Identification of ST elevation myocardial infarction (STEMI) is critical because early reperfusion can save myocardium and increase survival. ST elevation (STE) in lead augmented vector right (aVR), coexistent with multilead ST depression, was endorsed as a sign of acute occlusion of the left main or proximal left anterior descending coronary artery in the 2013 STEMI guidelines. We investigated the incidence of an acutely occluded coronary in patients presenting with STE-aVR with multi-lead ST depression.


STEMI activations between January 2014 and April 2018 at the University of Arizona Medical Center were identified. All electrocardiograms (ECGs) and coronary angiograms were blindly analyzed by experienced cardiologists. Among 847 STEMI activations, 99 patients (12%) were identified with STE-aVR with multi-lead ST depression.  
Smith comment: this is a very limited population, as it only includes those with STEMI activations.  There are likely many other patients with STE-aVR who did not get a STEMI activation as they were not suspected of having ACS.

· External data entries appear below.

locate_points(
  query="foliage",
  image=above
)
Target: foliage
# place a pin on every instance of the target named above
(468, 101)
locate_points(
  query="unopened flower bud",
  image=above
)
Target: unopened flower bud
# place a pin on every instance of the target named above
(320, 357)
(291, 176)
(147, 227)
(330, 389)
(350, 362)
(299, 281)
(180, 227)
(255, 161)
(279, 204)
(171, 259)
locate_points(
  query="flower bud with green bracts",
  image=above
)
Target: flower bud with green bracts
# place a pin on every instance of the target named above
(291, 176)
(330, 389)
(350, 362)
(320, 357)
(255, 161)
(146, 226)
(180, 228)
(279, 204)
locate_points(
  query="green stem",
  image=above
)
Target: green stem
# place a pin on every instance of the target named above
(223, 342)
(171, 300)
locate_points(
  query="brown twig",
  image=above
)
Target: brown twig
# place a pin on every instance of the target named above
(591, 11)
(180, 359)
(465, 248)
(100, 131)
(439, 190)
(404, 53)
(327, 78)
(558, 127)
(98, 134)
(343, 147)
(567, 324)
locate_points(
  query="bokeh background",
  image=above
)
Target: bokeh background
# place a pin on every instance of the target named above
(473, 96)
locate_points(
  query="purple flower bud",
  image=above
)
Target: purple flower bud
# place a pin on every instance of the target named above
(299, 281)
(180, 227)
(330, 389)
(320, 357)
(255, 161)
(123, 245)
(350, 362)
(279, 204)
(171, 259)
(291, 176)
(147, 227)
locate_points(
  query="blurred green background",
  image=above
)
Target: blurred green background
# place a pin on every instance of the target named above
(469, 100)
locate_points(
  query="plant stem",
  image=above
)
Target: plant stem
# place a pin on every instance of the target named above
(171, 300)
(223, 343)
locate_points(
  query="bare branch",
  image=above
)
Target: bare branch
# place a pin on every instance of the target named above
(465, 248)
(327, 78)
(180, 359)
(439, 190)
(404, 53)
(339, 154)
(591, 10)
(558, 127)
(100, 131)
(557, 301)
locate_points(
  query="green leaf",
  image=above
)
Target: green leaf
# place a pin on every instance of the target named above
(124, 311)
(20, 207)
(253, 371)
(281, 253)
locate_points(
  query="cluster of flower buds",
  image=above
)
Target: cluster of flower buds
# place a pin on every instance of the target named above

Emergent angiography was performed in 80% (79/99) of patients. Thirty-six patients (36%) presented with cardiac arrest, and 78% (28/36) underwent emergent angiography. Coronary occlusion, thought to be culprit, was identified in only 8 patients (10%), and none of those lesions were left main or left anterior descending occlusions. A total of 47 patients (59%) were found to have severe coronary disease, but most had intact distal flow. Thirty-two patients (40%) had mild to moderate or no significant disease. However, STE-aVR with multilead ST depression was associated with 31% in-hospital mortality compared with only 6.2% in a subgroup of 190 patients with STEMI without STE-aVR (p less than 0.00001).  
CommentAgain, this does not include the many STE-aVR patients who were not activated, so even fewer would have ACS, and mortality in this group is much greater than in all STE-aVR patients.


STE-aVR with multilead ST depression was associated with acutely thrombotic coronary occlusion in only 10% of patients. Routine STEMI activation in STE-aVR for emergent revascularization is not warranted, although urgent, rather than emergent, catheterization appears to be important.